Une nouvelle étude du FMI examine les conséquences probables de la hausse de la dette des ménages pour différents types d’économies, ainsi que les mesures qui peuvent être prises pour atténuer ces conséquences et pour maintenir l’endettement à un taux raisonnable. L’étude conclut que les avantages à court terme de l’endettement ont un coût à moyen terme, mais qu’il existe de nombreuses possibilités de concilier ces coûts et ces avantages, selon le chapitre 2 de l’édition d’octobre 2017 du rapport du FMI sur la stabilité financière dans le monde.

Après une crise aussi destructrice, on aurait pu s’attendre à ce que les gens hésitent à emprunter davantage. Étonnamment, ce n’est pas le cas : depuis 2008, l’endettement des ménages, en pourcentage du PIB, a largement augmenté dans les 80 pays analysés. Dans les pays avancés, le ratio médian de la dette atteignait 63 % l’an dernier, contre 52 % en 2008. Dans les pays émergents, il est passé de 15 à 21 %.

Revirement de situation


Notre étude indique qu’à court terme, une hausse de l’endettement des ménages est susceptible de stimuler la croissance économique et l’emploi. Mais après trois à cinq ans, les effets s’inversent : la croissance est plus faible qu’en temps normal et le risque de crise financière augmente. Ces effets sont plus prononcés lorsque le taux d’endettement est plus élevé, ce qui est généralement le cas des pays avancés, et le sont moins lorsque ce taux est plus faible, comme dans de nombreux pays émergents.
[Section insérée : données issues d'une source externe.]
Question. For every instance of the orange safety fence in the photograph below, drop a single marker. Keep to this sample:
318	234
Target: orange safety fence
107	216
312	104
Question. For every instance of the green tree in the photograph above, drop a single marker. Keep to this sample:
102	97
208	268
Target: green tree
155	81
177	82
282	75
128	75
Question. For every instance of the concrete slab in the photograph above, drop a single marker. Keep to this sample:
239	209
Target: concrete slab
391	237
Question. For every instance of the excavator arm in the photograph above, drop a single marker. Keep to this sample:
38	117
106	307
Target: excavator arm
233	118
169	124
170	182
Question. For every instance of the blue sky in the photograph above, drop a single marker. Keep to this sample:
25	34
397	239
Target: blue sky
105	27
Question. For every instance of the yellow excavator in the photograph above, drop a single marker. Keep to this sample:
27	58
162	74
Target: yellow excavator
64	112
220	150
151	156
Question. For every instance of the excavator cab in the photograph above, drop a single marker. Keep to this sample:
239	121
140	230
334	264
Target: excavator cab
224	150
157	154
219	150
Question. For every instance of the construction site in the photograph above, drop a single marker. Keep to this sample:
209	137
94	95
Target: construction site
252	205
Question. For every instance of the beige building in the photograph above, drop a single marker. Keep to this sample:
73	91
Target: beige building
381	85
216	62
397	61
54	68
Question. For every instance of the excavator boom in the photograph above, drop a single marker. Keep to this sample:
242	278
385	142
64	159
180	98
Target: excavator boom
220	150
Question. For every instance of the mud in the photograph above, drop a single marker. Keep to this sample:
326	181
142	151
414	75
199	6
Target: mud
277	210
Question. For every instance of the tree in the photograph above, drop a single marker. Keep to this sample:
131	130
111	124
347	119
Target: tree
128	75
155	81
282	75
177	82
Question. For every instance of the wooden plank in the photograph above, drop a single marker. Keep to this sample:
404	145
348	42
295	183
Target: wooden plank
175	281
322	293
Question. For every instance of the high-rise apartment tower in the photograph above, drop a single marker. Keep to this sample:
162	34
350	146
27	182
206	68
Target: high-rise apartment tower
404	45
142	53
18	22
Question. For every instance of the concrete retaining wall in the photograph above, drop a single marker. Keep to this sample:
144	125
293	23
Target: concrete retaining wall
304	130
Comment s’explique ce basculement? Dans un premier temps, les ménages s’endettent pour acheter de nouveaux biens, tels qu’une maison ou une voiture. Cela stimule l’économie à court terme, car les secteurs de l’automobile et du bâtiment engagent de la main-d’œuvre. Mais par la suite, les ménages fortement endettés peuvent se trouver contraints de réduire leurs dépenses pour rembourser leurs emprunts, ce qui freine la croissance. Et comme l’a montré la crise de 2008, un choc économique soudain — tel qu’une baisse des prix de l’immobilier — peut déclencher une spirale de défaut de paiement qui ébranle tout le système financier.
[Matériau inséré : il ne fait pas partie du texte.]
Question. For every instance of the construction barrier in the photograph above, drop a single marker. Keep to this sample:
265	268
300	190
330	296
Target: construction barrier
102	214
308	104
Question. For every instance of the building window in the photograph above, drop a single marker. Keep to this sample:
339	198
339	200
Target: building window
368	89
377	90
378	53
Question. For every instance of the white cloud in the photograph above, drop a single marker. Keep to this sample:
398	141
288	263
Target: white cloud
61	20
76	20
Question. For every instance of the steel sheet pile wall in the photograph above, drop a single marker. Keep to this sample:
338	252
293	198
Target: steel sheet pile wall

Concrètement, notre étude indique qu’une augmentation du ratio dette des ménages/PIB de 5 points de pourcentage en trois ans est suivie trois ans plus tard d’une diminution de 1,25 point de pourcentage de la croissance ajustée en fonction de l’inflation. La hausse de l’endettement est liée à une forte hausse du chômage jusqu’à quatre ans plus tard. Enfin, une hausse de 1 point de pourcentage de la dette augmente d’autant le risque d’une future crise bancaire. C’est une augmentation considérable, étant donné que la probabilité de crise est de 3,5 %, même sans hausse de la dette.
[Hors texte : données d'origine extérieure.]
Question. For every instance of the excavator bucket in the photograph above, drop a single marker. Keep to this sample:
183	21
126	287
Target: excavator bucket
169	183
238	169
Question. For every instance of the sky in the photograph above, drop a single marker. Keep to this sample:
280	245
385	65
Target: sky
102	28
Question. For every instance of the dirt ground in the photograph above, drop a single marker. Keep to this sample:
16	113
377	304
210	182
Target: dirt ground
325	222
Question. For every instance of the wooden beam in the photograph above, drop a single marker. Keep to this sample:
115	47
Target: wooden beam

Heureusement, les décideurs ont plusieurs moyens de diminuer les risques. Les pays qui présentent une dette extérieure moindre et un régime de change flottant et qui sont plus avancés financièrement sont mieux à même de surmonter les conséquences.


Atténuer les risques

Une meilleure réglementation du secteur financier et une réduction des inégalités de revenu y contribuent également. Mais ce n’est pas tout : les pays peuvent atténuer les risques en prenant des mesures qui modèrent la croissance de l’endettement des ménages, par exemple en modifiant l’acompte nécessaire pour l’achat d’une maison ou la part du revenu qui peut être consacrée au remboursement de la dette. L’adoption de politiques avisées et de solides cadres institutionnels et réglementaires peut donc faire la différence, même dans les pays dont le ratio dette des ménages/PIB est élevé. Les pays dont les politiques sont inadaptées sont plus vulnérables, même s’ils présentent initialement un faible taux d’endettement des ménages.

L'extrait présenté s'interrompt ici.